If I Gave the Award

Cover for Solace

Having posted my review of There but for the, I find that I’ve reviewed all of the shortlisted books for the 2012 James Tait Black Fiction Prize. Therefore, it is time for my feature where I explore whether I think that judges got it right.

Occasionally I don’t know which book to start with, but in this case it’s a pretty easy choice. I’ll start with the winner, You & Me by Padgett Powell. Sometimes, I think that critics and judges get so tired of the same old thing that they like books just because they’re different. This may be a classic example. It’s supposed to be a take-off on Waiting for Godot, as if Waiting for Godot needed one. I found it utterly unfunny and boring and thought it was the worst book in the bunch.

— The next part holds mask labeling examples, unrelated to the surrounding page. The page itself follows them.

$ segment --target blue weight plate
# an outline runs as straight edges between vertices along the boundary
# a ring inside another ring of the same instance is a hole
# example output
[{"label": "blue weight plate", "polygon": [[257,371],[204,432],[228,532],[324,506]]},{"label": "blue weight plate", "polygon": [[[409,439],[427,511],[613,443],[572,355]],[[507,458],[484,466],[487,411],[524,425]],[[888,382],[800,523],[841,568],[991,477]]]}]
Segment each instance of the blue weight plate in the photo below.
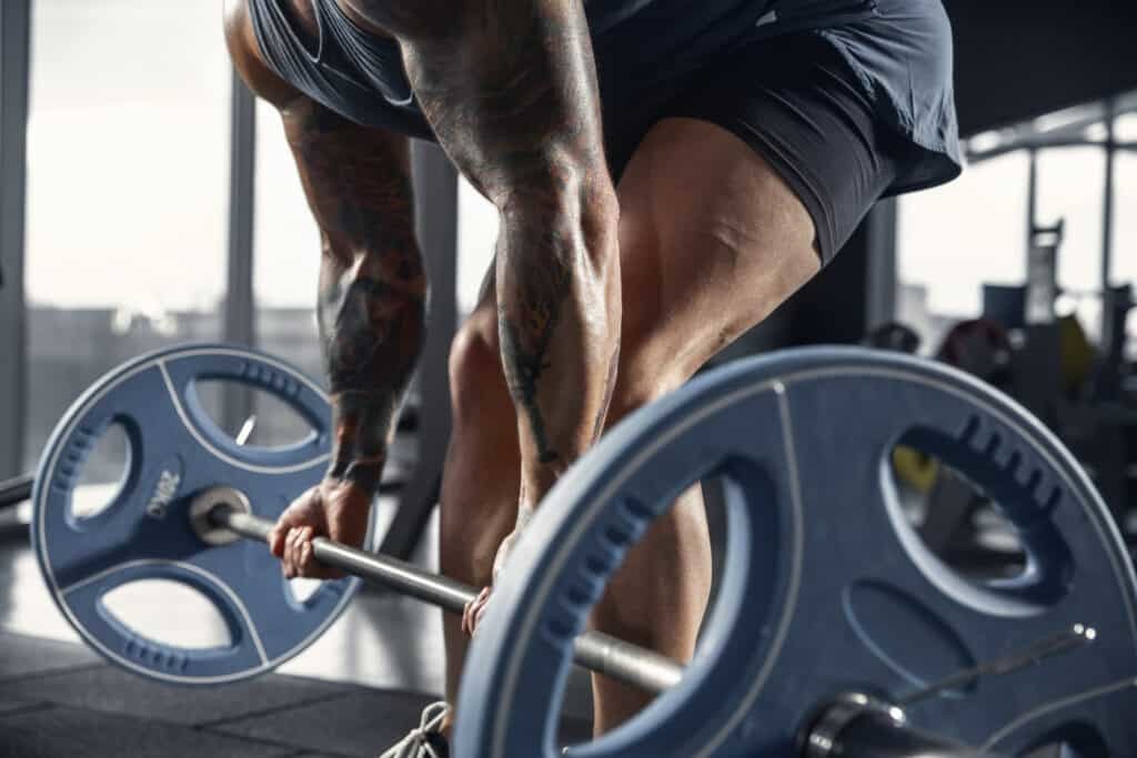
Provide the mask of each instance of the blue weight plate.
[{"label": "blue weight plate", "polygon": [[[236,382],[287,403],[310,426],[283,448],[241,447],[201,405],[201,382]],[[122,489],[97,515],[73,511],[88,455],[111,425],[128,441]],[[347,607],[358,580],[323,582],[302,601],[266,545],[211,547],[190,526],[193,495],[215,485],[243,492],[275,518],[326,468],[331,410],[317,384],[264,353],[185,345],[117,368],[88,390],[52,434],[33,492],[32,541],[51,597],[110,661],[155,680],[216,684],[247,678],[304,650]],[[368,536],[368,544],[371,538]],[[103,599],[140,580],[188,585],[221,613],[230,644],[186,649],[132,628]]]},{"label": "blue weight plate", "polygon": [[[894,489],[899,441],[997,500],[1029,570],[980,583],[935,557]],[[725,566],[695,660],[644,714],[571,755],[789,757],[825,698],[901,699],[1076,624],[1096,642],[914,703],[908,719],[1006,755],[1049,739],[1137,755],[1137,582],[1077,463],[955,369],[805,349],[697,378],[557,484],[474,639],[457,756],[558,755],[556,705],[591,602],[648,522],[714,474],[727,483]]]}]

There but for the by Ali Smith was much better, but I found it annoying at times. A series of linked stories that are sometimes touching, the novel also featured some verbal gymnastics that I found tiring after a while, especially in the last section.

Cover for Snowdrops

Now, we come to Solace by Brenda McKeon, about the relationship between a man and his son in rural Ireland. I am torn between this one and the next shortlisted book. I found Solace interesting and insightful, also touching.

I think I’m going for Snowdrops by A. D. Miller as my choice. This novel is about the horrible results of a young British lawyer’s infatuation with a Russian girl and his resulting willful blindness during the wild 2000’s in Russia. It is a slowly developing but absorbing thriller. I liked it a lot.

2 thoughts on “If I Gave the Award

  1. Cathy746books November 14, 2020 / 10:21 am

    I love Belinda McKeon’s writing. I enjoyed Solace, but her second novel Tender is really brilliant. I never stop recommending it!

    • whatmeread November 14, 2020 / 11:28 am

      Oh, really? I’ll have to look it up.